При подобном самоослеплении и впрямь трудно вспомнить, что и массовка тоже хочет ослепляться собою, что секрет политического, да и всякого другого обаяния не в том, чтобы одному быть красивым, но в том, чтобы благодаря тебе красивыми ощущали себя твои сторонники. Троцкий ясно писал, что влияние политика заканчивается тогда, когда теряет обаяние его идея, то есть мечта, а пока она сильна, ему простится все. У Деда же и проблеска вопроса не брезжит, какую мечту он несет не для себя лично, но для народа. Короче, «Дед» очень своевременная книга для тех, кто желает понять, что история не парад нарциссов.
Эдуард Лимонов. Дед
(роман нашего времени). – СПб.: Лимбус Пресс, изд-во К. Тублина, 2014. – 352 с. |
Зато лимоновский подросток Савенко когда-то обладал воодушевляющей сказкой не для одного себя:
«В Советском Союзе должна быть диктатура шпаны, а не пролетариата. Ведь шпана по праву куда более развитая, ловкая и умная, чем пролетариат». «Эди-бэби» был убежден, «что если ликвидировать главных людей в государстве, то в стране начнется хаос, во время которого власть сможет захватить хорошо сплоченная банда людей»; «...у большевиков и Ленина тоже была совсем маленькая банда в 1917 году».
Тут уж прямо всякие жалобные стихи в голову лезут: милый, милый, смешной дуралей, ну куда он, куда он гонится!

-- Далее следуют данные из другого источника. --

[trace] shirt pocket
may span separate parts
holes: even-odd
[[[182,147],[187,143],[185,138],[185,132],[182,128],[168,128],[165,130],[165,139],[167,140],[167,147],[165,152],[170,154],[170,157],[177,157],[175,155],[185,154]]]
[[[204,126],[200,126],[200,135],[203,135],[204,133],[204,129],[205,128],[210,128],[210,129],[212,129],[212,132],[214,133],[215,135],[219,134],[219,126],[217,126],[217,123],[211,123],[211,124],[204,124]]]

Возможно, армии обиженных жизнью, не сумевших достичь того, на что они претендовали, их зависть – не к богатым, но к счастливыым, к довольным жизнью – всегда служит горючим материалом любой революции. Однако победить они могут лишь тогда, когда к ним присоединится хотя бы существенная часть тех, кто умеет не только злобствовать, но еще и трудиться и побеждать, – тех может увлечь лишь какая-то чарующая сказка, которой завистники, как правило, не обладают, отчего, собственно, они и сделались отверженцами.
Наш народ эпатировать трудно, он всякого повидал. Дед с присущей ему откровенностью признается, что чудак он отменный, однако на Руси любят чудаков, только когда они забавны.